= Hans Joachim Friedrich von Sydow =

Lieutenant General Hans Joachim Friedrich von Sydow (13 May 1762 in Zernikow / Nordwestuckermark – 27 April 1823) was a Prussian cavalry officer who fought in the Napoleonic Wars. He was honoured with a knighthood and the Blue Max (Pour le Mérite). He fought with distinction at Waterloo.

==Early life and military service==
Sydow was born on 12 May 1762 in Zernikow, a town that likely has changed names or does not exist anymore, between Neustrelitz and Oranienburg, Westprignitz, a Prussian district in Brandenburg. Westprignitz also no longer exists, and was an amalgamation of the districts of Lenzen, Plattenburg, most of Perleberg, and a part of Havelberg.

Sydow's father was Georg Friedrich von Sydow, a retired officer, and lord of Zernikow. Sydow's mother was Beate Louise von Sydow née Holtzendorf.

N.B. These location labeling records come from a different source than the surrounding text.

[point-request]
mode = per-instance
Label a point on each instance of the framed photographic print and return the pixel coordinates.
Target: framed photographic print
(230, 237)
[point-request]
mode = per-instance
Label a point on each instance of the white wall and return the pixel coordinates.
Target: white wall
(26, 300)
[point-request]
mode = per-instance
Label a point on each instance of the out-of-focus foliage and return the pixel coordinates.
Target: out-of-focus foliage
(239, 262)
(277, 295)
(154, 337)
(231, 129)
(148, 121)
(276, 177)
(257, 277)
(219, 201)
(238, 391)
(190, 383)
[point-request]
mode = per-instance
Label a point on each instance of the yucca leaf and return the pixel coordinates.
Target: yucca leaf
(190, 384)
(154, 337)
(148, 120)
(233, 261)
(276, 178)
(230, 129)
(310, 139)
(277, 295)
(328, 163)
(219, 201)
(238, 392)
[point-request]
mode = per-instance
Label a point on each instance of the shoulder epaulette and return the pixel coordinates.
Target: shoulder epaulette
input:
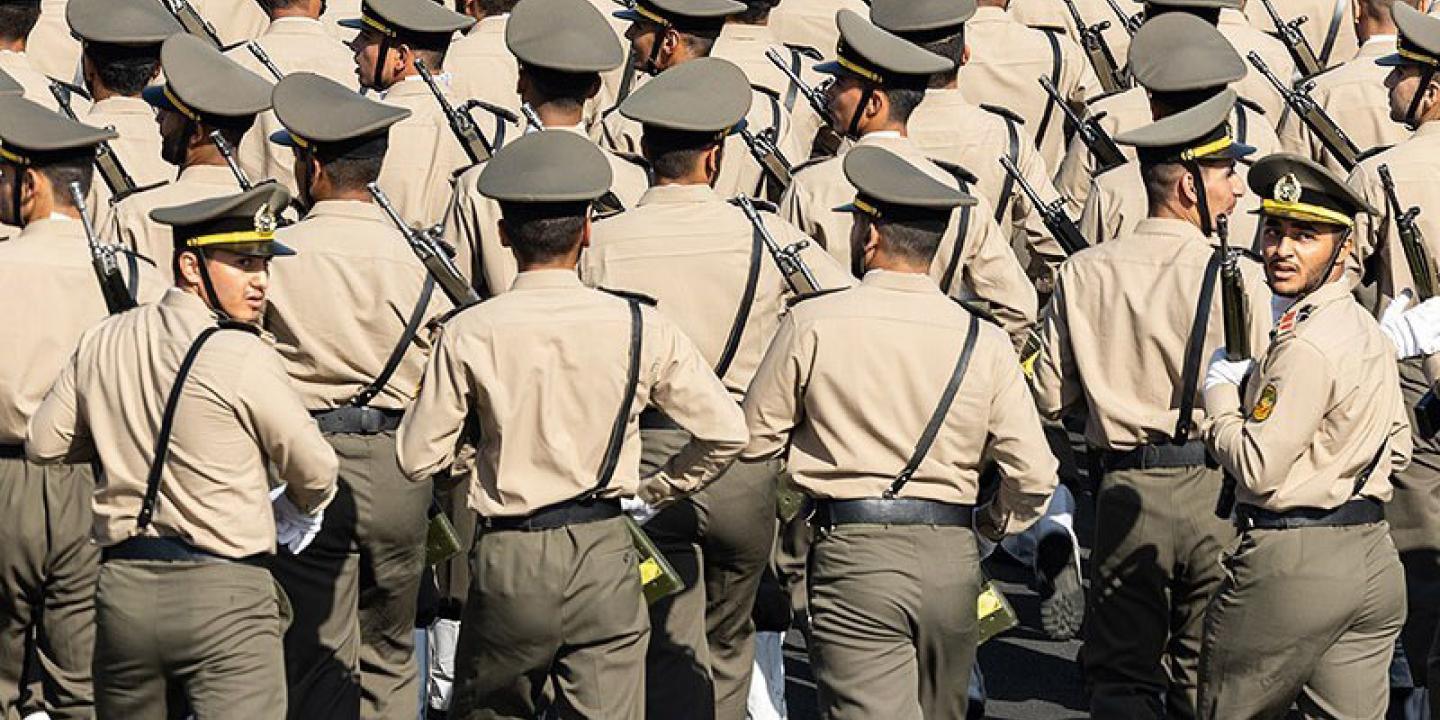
(1005, 113)
(810, 295)
(640, 297)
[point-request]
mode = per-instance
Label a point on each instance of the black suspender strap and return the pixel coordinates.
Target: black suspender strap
(1054, 79)
(1190, 373)
(398, 353)
(742, 314)
(932, 428)
(612, 451)
(157, 464)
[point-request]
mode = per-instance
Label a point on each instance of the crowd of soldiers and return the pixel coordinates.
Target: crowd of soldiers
(470, 359)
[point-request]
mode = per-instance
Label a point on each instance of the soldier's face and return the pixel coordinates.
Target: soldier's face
(1298, 254)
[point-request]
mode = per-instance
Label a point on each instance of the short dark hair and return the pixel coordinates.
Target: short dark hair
(16, 20)
(540, 232)
(124, 69)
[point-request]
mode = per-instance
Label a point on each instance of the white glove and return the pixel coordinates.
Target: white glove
(1414, 331)
(638, 510)
(1226, 372)
(293, 527)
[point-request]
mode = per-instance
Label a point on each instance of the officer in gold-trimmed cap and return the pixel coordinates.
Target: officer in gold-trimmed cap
(886, 644)
(550, 514)
(336, 323)
(702, 654)
(1312, 441)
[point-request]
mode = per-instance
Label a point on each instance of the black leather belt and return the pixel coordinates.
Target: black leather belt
(897, 511)
(560, 514)
(1148, 457)
(169, 549)
(1360, 511)
(357, 421)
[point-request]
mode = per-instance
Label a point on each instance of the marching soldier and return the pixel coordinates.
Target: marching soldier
(424, 151)
(879, 82)
(1311, 441)
(350, 318)
(48, 565)
(187, 418)
(205, 92)
(850, 385)
(667, 33)
(121, 56)
(697, 255)
(562, 49)
(1125, 336)
(556, 617)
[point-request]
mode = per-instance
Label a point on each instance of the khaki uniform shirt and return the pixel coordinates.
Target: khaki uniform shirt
(236, 416)
(294, 45)
(690, 249)
(54, 298)
(473, 222)
(542, 369)
(1354, 95)
(987, 265)
(339, 307)
(137, 146)
(128, 221)
(853, 378)
(1318, 406)
(1007, 61)
(985, 140)
(1116, 329)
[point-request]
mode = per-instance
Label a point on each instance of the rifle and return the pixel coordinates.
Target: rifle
(107, 163)
(192, 22)
(1102, 146)
(1053, 215)
(1337, 143)
(788, 259)
(1099, 52)
(1295, 41)
(102, 258)
(431, 251)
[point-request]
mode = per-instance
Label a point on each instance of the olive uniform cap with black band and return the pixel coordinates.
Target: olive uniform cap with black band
(134, 23)
(208, 87)
(242, 223)
(331, 120)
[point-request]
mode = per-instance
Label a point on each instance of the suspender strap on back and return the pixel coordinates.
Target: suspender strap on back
(1190, 373)
(612, 451)
(398, 353)
(157, 464)
(742, 314)
(932, 428)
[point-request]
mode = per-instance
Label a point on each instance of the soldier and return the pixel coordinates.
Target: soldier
(991, 131)
(850, 385)
(1312, 441)
(879, 82)
(121, 56)
(667, 33)
(562, 49)
(49, 565)
(1123, 337)
(349, 318)
(424, 151)
(697, 255)
(185, 611)
(294, 42)
(205, 92)
(555, 618)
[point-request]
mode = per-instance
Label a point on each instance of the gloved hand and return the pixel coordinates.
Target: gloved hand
(1414, 330)
(638, 510)
(293, 527)
(1226, 372)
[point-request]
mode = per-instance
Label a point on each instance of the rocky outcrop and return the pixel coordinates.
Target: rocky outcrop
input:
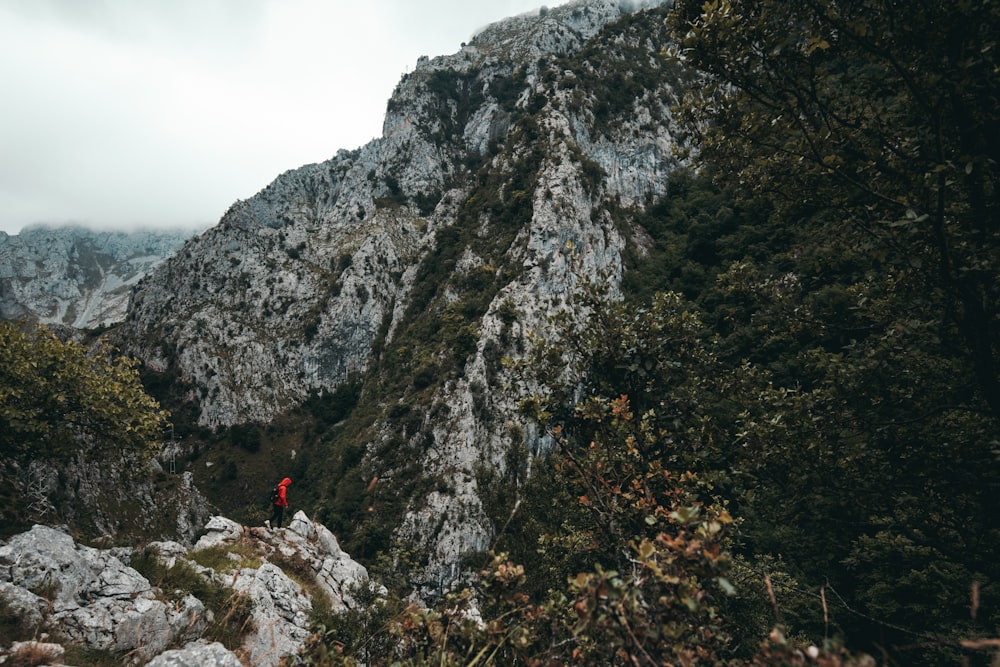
(197, 654)
(90, 597)
(93, 598)
(503, 180)
(75, 276)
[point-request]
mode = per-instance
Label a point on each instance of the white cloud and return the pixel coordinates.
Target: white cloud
(120, 113)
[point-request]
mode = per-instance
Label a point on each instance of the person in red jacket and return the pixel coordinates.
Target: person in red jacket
(280, 503)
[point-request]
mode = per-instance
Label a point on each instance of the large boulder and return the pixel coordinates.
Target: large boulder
(197, 654)
(90, 597)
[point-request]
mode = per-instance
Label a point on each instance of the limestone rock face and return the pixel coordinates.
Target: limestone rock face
(281, 607)
(77, 277)
(498, 188)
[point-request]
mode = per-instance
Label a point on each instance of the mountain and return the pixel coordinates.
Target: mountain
(399, 275)
(75, 276)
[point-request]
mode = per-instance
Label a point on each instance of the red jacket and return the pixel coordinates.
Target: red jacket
(282, 492)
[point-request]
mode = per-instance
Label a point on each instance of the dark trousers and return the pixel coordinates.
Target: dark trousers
(276, 516)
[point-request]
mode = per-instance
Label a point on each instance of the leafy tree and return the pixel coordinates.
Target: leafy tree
(877, 120)
(872, 130)
(58, 400)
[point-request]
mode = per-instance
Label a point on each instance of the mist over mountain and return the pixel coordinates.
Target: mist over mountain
(590, 358)
(75, 276)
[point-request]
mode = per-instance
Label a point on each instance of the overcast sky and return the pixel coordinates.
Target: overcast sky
(124, 113)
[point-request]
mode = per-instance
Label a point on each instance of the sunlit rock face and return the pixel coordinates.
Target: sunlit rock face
(511, 163)
(77, 277)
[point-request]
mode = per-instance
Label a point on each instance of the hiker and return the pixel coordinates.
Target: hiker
(279, 500)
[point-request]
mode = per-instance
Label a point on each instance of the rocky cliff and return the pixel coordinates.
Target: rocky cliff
(505, 174)
(75, 276)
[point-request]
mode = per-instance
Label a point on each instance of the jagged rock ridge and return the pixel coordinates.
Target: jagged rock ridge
(504, 174)
(75, 276)
(93, 598)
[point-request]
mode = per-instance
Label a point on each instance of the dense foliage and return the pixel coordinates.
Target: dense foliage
(793, 418)
(58, 400)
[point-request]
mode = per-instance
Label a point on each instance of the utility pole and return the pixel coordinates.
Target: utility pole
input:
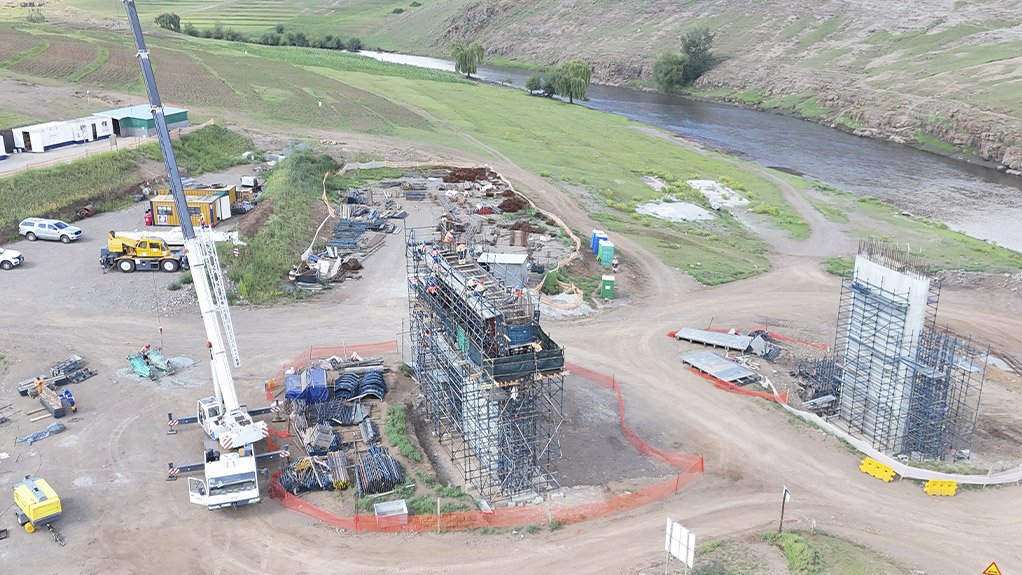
(785, 495)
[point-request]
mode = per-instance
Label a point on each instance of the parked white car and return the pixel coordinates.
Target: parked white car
(39, 229)
(9, 258)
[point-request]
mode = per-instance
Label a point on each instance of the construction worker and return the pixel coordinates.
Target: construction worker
(65, 393)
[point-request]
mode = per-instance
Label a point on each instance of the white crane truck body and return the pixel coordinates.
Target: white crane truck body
(230, 470)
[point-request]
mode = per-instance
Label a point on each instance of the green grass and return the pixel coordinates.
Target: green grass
(104, 179)
(726, 557)
(292, 188)
(397, 433)
(803, 558)
(208, 149)
(10, 118)
(59, 191)
(939, 247)
(838, 266)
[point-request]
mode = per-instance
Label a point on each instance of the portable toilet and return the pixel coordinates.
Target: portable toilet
(594, 240)
(605, 254)
(597, 238)
(607, 287)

It may have been due to his father's wishes and/or inspiration that Sydow joined the cavalry, or he may have emulated many other minor nobles, and joined to start a career. In 1775 he entered the army as a private in the 8th Hussar Regiment (von Belling), and was commissioned as an ensign (modern equivalent of a 2nd lieutenant) on 31 March 1778. He fought in the War of Bavarian Succession from 1778 to 1779 and at the battles of Zwickau and Gabel. He ranked up twice more between 1783 and 1792.

==Napoleonic Wars==
On 20 April 1792 France declared war on Austria, which had allied with Prussia in February, thus bringing Prussia into The War of the First Coalition.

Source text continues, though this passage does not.